Óbvio que sabíamos, quando decidimos largar tudo e viver essa loucura que é viajar de kombi, que experimentaríamos muitas coisas novas. Comidas novas, paisagens novas, temperaturas novas, desafios novos e tudo mais que já esperávamos. Porém, saímos há pouco mais de uma semana e já vivemos tantas experiências pela primeira vez que parece que nunca tínhamos saído de casa antes.
Já na sexta-feira, primeiro dia de viagem, tomamos banho, comemos e dormimos pela primeira vez em um posto de combustíveis. Pode parecer algo bobo, principalmente quando pensamos que milhares de caminhoneiros, por exemplo, fazem isso diariamente. Mas pra nós foi a assinatura oficial do contrato de viajantes.
“Busquem postos de combustível com muitos caminhões”, “caminhoneiro só para em postos bons”, “ se tem caminhão, tem banheiro bom e lugar seguro pra dormir”. Seguindo as dicas que todo mundo nos deu, buscamos nossa primeira parada: um posto na saída de Santa Maria (onde fomos buscar os passaportes), lotado de caminhões, com bons banheiros e um lugar tranquilo para passar a noite. E pra poder dormir, pela primeira vez precisamos abrir o sofá-cama com a Kombi toda equipada. Em poucas palavras: vai ser preciso paciência todas as noites e manhãs para “abrir caminho” e depois colocar tudo no seu lugar novamente.
Foi nesse dia também que, pela primeira vez, tivemos que dizer que não tínhamos endereço. Fomos em uma agência dos Correios enviar para Montenegro um documento que tinha vindo conosco por engano e, no remetente, colocamos nosso endereço antigo. Óbvio que nós e as duas atendentes caímos na risada quando dissemos que morávamos em uma Kombi e que nosso endereço, a partir daquele dia, era o mundo.

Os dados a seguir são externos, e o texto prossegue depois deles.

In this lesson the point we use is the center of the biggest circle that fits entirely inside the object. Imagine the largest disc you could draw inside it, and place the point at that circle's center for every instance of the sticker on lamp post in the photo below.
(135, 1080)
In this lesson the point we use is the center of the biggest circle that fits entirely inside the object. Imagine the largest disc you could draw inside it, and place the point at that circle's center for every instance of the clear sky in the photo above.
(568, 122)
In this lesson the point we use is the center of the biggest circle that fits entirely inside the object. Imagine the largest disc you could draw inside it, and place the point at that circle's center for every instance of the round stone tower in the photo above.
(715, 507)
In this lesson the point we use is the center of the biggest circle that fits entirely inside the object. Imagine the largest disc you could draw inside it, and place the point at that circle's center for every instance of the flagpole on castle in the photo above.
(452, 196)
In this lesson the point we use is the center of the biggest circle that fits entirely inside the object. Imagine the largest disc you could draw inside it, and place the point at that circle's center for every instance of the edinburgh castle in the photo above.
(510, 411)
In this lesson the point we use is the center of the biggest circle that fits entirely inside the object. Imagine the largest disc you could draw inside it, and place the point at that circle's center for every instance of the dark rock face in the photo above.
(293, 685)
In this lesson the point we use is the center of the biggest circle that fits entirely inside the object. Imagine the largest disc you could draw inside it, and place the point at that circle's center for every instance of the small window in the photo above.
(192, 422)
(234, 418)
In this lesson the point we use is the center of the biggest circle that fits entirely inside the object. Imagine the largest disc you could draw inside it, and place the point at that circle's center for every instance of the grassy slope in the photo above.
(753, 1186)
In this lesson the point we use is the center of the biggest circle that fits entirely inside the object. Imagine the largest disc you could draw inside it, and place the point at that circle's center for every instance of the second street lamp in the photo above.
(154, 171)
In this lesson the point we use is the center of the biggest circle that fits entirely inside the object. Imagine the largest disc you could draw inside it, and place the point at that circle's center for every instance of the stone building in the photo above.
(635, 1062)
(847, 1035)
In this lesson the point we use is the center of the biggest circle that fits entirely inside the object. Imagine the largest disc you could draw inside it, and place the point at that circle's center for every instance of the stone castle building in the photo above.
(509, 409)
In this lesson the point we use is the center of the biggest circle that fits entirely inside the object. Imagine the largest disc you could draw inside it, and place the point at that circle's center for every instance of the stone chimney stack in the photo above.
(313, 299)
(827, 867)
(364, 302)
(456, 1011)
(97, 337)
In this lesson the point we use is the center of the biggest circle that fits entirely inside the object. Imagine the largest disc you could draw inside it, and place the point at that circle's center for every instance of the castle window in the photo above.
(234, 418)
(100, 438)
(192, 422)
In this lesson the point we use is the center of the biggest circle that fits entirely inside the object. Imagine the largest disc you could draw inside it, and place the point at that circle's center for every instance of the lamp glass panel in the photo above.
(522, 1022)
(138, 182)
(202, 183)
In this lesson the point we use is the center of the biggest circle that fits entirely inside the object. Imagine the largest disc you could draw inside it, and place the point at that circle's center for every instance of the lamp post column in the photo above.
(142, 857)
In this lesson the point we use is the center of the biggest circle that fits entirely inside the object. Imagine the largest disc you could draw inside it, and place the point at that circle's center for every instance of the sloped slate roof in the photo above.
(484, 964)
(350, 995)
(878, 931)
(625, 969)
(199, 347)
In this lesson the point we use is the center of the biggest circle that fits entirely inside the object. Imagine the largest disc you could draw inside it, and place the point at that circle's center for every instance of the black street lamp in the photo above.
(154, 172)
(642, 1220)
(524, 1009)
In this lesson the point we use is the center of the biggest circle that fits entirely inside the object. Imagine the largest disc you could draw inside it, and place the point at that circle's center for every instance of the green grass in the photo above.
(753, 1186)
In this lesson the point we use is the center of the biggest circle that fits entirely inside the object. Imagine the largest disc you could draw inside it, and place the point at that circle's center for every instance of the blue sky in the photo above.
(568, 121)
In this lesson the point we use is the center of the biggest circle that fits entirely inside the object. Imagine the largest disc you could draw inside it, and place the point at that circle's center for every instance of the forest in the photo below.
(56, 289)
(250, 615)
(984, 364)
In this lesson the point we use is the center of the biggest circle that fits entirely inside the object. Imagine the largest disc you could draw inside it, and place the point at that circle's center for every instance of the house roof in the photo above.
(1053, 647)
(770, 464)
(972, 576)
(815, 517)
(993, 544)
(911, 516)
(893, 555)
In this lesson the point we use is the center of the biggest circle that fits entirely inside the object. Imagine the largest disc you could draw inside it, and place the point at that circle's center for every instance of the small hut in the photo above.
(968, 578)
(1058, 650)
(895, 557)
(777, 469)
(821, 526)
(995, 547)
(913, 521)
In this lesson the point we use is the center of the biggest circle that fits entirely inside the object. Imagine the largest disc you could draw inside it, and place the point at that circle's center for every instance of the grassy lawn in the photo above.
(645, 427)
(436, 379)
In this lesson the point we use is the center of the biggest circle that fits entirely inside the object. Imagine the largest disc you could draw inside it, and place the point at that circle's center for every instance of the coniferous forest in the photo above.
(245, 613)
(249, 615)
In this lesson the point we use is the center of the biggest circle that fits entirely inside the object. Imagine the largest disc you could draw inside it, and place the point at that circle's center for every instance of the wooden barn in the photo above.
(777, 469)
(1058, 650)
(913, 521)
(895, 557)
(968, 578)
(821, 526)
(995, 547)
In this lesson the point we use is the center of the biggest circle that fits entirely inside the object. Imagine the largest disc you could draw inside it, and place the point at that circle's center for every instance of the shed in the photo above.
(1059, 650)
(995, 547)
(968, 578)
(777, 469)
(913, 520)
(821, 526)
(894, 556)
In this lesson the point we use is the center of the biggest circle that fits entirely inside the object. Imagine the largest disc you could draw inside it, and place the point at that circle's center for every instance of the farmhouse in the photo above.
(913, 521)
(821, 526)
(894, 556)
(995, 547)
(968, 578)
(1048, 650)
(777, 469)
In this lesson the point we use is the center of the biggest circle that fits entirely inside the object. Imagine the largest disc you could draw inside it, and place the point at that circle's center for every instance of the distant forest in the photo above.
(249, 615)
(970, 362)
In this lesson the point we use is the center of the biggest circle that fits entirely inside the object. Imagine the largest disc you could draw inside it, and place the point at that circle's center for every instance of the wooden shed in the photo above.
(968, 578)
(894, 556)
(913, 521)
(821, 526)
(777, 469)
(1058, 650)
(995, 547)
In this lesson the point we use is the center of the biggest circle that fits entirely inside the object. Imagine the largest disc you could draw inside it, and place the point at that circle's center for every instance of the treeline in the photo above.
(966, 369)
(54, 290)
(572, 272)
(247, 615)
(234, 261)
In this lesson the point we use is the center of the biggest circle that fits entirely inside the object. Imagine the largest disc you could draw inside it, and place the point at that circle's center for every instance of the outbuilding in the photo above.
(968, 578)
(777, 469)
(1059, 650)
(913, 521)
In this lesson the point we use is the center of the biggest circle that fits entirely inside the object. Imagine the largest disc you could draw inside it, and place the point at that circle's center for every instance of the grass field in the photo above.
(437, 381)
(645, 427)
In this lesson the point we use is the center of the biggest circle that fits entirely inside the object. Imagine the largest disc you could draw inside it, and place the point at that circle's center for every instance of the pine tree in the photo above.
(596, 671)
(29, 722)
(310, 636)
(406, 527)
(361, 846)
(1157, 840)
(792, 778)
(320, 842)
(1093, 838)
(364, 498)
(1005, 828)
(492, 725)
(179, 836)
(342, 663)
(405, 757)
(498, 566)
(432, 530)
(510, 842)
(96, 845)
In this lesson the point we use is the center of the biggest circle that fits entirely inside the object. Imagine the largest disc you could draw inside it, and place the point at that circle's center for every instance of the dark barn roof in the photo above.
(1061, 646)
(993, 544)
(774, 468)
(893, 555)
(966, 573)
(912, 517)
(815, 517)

De Santa Maria, saímos com a ideia de chegar em Bagé algumas horas depois. Foram pouquíssimos quilômetros rodados e avistamos uma placa indicando São Gabriel, cidade onde um grande amigo nosso estava, visitando a família. Vamos? VAMOS! Nossa primeira mudança de rota. E nosso primeiro perrengue também. Quase 30 quilômetros de uma estrada de chão batido (de lama, na verdade). Tudo que tinha pra bater e cair dentro da Kombi bateu e caiu. Foi uma função daquelas! Mas sabe o que fez valer a pena? Descobrir paisagens lindíssimas dessa região do nosso estado. Pela primeira vez, no interior da Rota Pampa Gaúcho. Que encanto.
(Re)Descobrindo parte do Rio Grande do Sul
E daí, no meio de tantas descobertas, nos surpreende o resultado de uma pesquisa super-recente do Booking.com. Segundo o site, o brasileiro, dentre os povos da América, é o que menos se interessa em conhecer sua própria cultura. Conforme o levantamento, mais da metade dos viajantes (56%) afirmam que aprender mais sobre suas raízes é o maior diferencial de uma viagem pela região. O número sobe significativamente para 71% entre os colombianos e para 68% em meio aos mexicanos, mas cai para 43% entre brasileiros e argentinos.
Nós sempre fomos apaixonados pelo Rio Grande do Sul e não foi por acaso que demoramos mais do que precisávamos para seguir de Montenegro ao Chuí, fronteira que escolhemos para cruzar para o Uruguai. Vivemos a alegria de ver, de pertinho, biomas, paisagens, arquiteturas que só víamos em livros na escola ou ouvíamos alguém contar. Passamos um dia em Pelotas, conhecemos a Reserva Ecológica do Taim, a Lagoa Mirim, os campos e estradas sem fim de Santa Vitória do Palmar e o povo brasileiro-uruguaio do Chuí, o ponto mais ao sul do País.
Como não se encantar e se apaixonar pelo que é nosso? Como passar imune a tanta cultura, tanta beleza? Não sabemos. Saímos do território gaúcho com o chimarrão na mão, o Luiz Marenco no rádio e a certeza de que vamos, tendo um lugar incrível para voltar.